Robotic dolphins have helped shed light on the mechanism behind Antarctica's declining glaciers, which scientists suspect to be melting from bottom up and is crucial to understanding climate change.
In a new study, which was published in the journal Nature Geoscience on Nov. 10, Andrew Thompson, assistant professor of environmental science and engineering at the California Institute of Technology, and colleagues used yellow robot ocean gliders measuring about six feet long to gauge the salinity, temperature and oxygen levels of the depths of the Weddell Sea in West Antarctica.
Compared with large ships, the gliders, which were remotely controlled, are small and energy-efficient so they can sample the waters for longer periods of time and allow researchers to identify ocean features that could not have been feasible to study using other means.
Thompson said that changes that occur in the Polar Regions tend to amplify posing problems to researchers who want to conduct observations in the area.
"One of the challenges of using ship-based oceanography is that it's difficult to stay out for long periods of time. Life gets in the way, sometimes," Thompson said.

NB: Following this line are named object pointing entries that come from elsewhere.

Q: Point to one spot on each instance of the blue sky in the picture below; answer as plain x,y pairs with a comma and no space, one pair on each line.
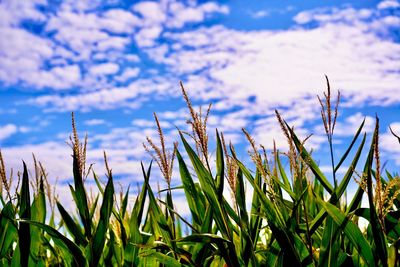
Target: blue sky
114,63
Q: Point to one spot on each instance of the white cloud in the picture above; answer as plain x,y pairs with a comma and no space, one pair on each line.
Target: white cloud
389,143
104,69
388,4
94,122
259,14
351,124
128,73
152,12
7,130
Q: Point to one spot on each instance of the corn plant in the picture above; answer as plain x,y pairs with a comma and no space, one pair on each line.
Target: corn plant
292,216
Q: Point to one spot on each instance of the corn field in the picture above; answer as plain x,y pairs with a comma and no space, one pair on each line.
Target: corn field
278,214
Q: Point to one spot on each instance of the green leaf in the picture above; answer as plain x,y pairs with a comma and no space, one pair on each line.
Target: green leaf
99,237
275,221
319,218
72,227
9,231
310,162
25,213
81,197
66,246
350,146
352,232
38,211
219,181
211,193
162,258
195,206
377,229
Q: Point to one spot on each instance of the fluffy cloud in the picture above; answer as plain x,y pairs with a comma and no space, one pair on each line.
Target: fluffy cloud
7,131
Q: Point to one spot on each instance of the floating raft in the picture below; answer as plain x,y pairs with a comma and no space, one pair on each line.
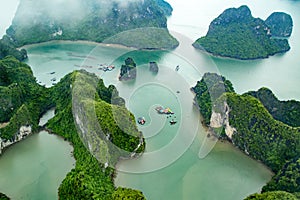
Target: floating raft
141,120
162,110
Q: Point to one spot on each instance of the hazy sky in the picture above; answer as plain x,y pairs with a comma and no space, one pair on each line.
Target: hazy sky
7,12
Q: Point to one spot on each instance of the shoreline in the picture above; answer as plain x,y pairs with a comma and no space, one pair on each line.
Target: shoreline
210,133
237,59
90,42
87,42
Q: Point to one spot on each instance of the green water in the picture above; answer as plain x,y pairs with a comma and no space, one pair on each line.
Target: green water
180,162
35,167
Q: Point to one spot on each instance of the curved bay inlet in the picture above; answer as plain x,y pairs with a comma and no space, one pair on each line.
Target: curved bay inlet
225,173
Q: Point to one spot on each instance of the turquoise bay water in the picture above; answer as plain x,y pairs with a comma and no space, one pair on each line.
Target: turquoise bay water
35,167
171,167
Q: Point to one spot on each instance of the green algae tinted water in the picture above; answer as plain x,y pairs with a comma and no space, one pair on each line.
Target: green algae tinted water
172,167
35,167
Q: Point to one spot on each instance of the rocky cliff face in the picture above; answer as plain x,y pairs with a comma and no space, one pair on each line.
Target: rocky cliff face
40,20
23,132
237,34
281,24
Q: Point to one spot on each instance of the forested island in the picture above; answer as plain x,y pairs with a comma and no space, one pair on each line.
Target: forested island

The robots send data through satellite mobile phone technology when they surface every few hour hours, allowing the researchers to immediately access the information that the gliders have gathered. Each of the gliders places a satellite "call" home about five or six times a day.
The measurements reveal that the warm salty water that reaches the Antarctic continental shelf and which contributes to the melting of the coastal ice, is transported by eddies, swirling underwater storms produced by the currents of the ocean.

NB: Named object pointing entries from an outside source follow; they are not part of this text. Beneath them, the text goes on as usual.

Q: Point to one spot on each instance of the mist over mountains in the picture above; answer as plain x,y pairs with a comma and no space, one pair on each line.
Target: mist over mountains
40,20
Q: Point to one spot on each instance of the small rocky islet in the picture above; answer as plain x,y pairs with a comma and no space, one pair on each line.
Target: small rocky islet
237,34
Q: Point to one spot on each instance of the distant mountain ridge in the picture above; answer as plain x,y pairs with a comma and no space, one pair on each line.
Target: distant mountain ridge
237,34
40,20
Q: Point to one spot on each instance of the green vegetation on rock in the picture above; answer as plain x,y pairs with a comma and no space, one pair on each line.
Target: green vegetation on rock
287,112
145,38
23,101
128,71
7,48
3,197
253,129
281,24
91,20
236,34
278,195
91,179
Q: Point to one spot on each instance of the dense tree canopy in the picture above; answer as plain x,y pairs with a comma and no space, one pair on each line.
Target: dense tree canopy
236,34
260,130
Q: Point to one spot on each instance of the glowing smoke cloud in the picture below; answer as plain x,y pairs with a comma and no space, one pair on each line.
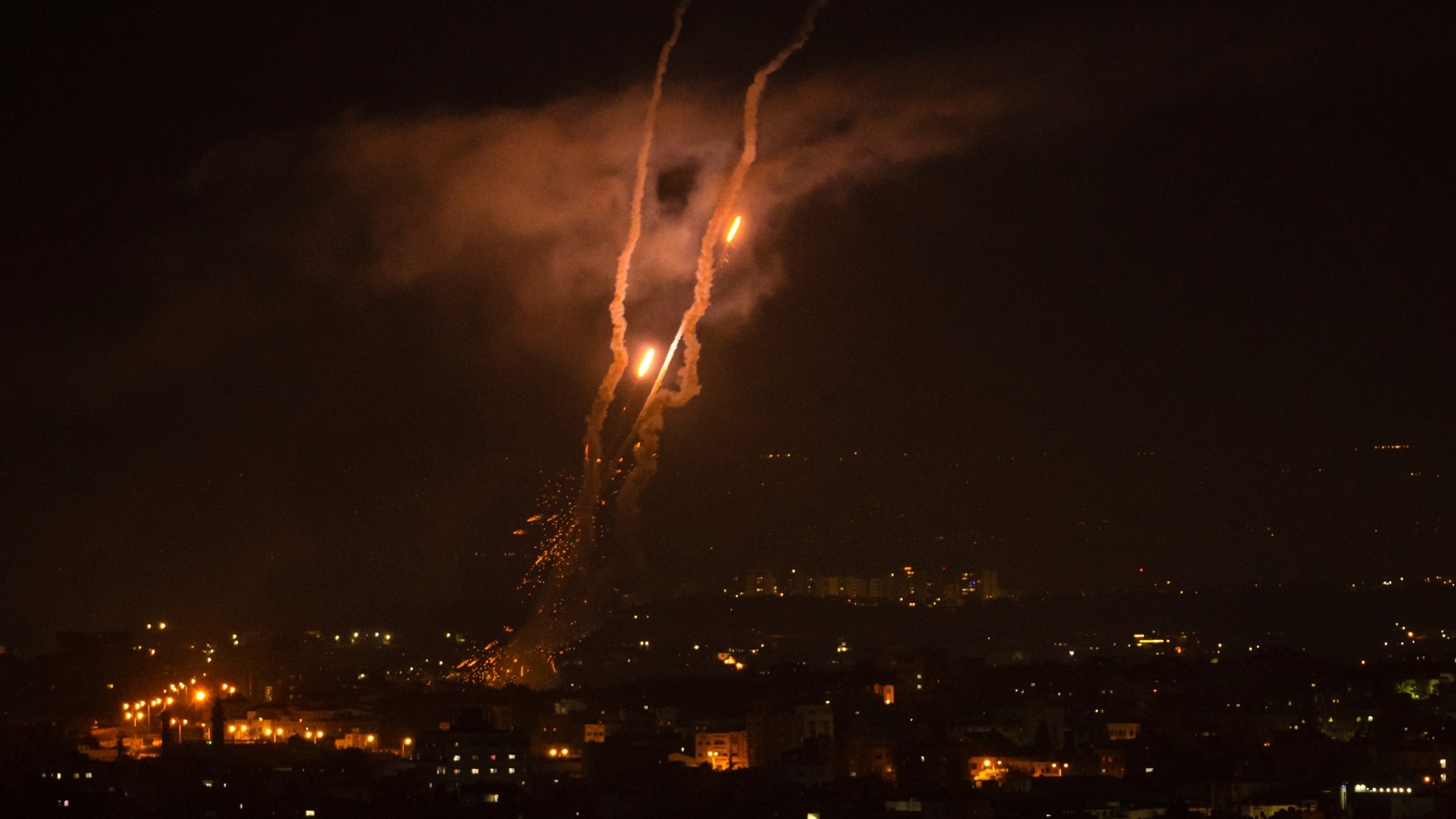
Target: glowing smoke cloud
650,424
558,618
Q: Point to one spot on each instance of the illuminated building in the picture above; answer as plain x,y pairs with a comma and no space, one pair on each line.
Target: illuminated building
455,758
723,751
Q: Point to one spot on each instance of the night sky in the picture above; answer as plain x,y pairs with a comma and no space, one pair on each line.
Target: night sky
303,308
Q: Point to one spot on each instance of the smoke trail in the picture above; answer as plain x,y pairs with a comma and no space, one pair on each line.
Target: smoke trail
650,424
619,321
560,618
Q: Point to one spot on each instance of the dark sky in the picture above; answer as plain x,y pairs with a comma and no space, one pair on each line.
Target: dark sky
243,384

"Eddies are instabilities that are caused by ocean currents, and we often compare their effect on the ocean to putting a spoon in your coffee," Thompson said. "If you pour milk in your coffee and then you stir it with a spoon, the spoon enhances your ability to mix the milk into the coffee and that is what these eddies do. They are very good at mixing heat and other properties."
The eddies seem to spin towards the ice sheet carrying warm water and because they occur beneath the ocean surface, the warmest layer of the ocean is the middle layer which appears to be transporting heat and thawing the ice sheets.
"We show that the eddy transport and the surface wind-driven transport make comparable contributions to the total overturning circulation," the researchers wrote. "Eddy-induced transport is concentrated in the warm, intermediate layers away from frictional boundaries.